Che cosa c'è di nuovo allora nella musica della band coreana? Iniziamo prima da ciò che rimane immutato più o meno dagli esordi, cioè quella capacità di creare leggerezza a partire da trame di chitarre jangly, luminosi riverberi elettrici e melodie che sono freschissime e retro al tempo stesso: Around You e No Real Place sono in questo senso l'esempio perfetto dello stile Say Sue Me, che per molti versi ricorda l'intelligenza catchy degli Alvvays e la forza gentile dei The Pains Of Beeing Pure At Heart, e spiega bene quanto si possa essere efficaci restando essenziali. E c'è, come sempre, molto altro: soprattutto quell'"essere pop" che in pezzi come We Look Alike davvero esprime un'eleganza atemporale e trova nel lavoro alle chitarre e nella scrittura di Byungkyu Kim un moltiplicatore formidabile. 

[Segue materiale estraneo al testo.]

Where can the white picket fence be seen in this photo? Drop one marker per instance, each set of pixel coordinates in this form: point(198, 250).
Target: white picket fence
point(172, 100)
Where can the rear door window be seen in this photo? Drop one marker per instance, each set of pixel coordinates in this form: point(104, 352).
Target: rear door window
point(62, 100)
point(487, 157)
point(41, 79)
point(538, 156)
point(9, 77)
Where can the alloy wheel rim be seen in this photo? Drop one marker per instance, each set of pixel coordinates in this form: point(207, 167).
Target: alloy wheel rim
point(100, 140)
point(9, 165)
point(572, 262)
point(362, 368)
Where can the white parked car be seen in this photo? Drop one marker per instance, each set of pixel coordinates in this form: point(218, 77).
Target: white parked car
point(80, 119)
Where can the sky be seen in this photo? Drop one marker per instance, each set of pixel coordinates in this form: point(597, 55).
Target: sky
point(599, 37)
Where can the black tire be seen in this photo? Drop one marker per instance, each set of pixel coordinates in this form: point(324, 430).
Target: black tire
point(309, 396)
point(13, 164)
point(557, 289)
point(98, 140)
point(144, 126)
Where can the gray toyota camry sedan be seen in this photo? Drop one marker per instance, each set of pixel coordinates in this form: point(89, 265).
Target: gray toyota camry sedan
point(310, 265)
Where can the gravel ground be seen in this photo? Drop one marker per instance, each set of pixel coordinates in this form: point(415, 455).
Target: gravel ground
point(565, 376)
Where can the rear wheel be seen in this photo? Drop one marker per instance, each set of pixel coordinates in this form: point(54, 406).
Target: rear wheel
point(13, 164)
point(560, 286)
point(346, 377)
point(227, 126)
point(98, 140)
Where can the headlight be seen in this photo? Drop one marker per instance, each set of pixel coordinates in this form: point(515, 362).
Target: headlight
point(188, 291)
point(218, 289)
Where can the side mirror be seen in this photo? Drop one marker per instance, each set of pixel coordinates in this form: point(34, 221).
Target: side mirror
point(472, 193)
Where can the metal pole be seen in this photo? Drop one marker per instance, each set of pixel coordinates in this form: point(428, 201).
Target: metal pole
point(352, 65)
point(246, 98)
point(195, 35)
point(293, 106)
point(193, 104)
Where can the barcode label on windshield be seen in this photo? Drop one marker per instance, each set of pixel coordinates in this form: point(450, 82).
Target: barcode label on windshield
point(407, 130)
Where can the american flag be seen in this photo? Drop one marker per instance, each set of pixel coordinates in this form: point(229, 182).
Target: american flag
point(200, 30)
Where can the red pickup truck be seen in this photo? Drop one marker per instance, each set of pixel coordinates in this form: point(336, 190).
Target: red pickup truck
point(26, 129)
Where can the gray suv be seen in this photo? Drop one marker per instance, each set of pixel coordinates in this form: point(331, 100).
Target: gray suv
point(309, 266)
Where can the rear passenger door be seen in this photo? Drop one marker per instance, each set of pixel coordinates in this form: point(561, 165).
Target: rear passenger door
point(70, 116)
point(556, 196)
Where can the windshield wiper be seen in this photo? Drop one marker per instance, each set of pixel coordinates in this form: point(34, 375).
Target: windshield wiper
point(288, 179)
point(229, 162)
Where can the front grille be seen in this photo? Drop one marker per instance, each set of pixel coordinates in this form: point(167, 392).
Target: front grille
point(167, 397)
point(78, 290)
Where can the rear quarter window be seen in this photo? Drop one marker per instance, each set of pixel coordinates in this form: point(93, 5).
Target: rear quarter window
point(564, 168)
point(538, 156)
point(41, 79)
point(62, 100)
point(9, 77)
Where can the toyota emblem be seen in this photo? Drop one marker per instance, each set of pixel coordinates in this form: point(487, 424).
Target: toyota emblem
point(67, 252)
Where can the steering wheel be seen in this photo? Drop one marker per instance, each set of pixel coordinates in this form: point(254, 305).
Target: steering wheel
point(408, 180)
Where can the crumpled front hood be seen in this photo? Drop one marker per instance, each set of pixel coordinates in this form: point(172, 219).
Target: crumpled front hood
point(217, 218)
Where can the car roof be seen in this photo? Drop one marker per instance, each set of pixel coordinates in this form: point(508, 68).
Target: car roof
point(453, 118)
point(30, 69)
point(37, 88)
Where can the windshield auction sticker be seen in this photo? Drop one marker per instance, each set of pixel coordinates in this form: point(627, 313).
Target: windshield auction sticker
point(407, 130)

La vera differenza rispetto al passato sta in pezzi come l'iniziale The Memory Of The Time (strumentale e cinematografico, intriso di una morbida malinconia) e la straordinaria To Dream, cuore pulsante dell'intero album, un caldo abbraccio di chitarre dream pop che si stratificano l'una sull'altra e si sfaldano a poco a poco, dove la voce di Sumi Choi si abbandona ad una fragile delicatezza e le liriche sono - caso unico per i Say Sue Me - in coreano. 

Ma qualcosa di nuovo c'è anche nella placida e sinuosa Photo Of You, sfavillante nel ritornello di un'aura sixties da girl group che non ti aspettavi, elettricità e lustrini, e una Sumi Choi mai così determinata. 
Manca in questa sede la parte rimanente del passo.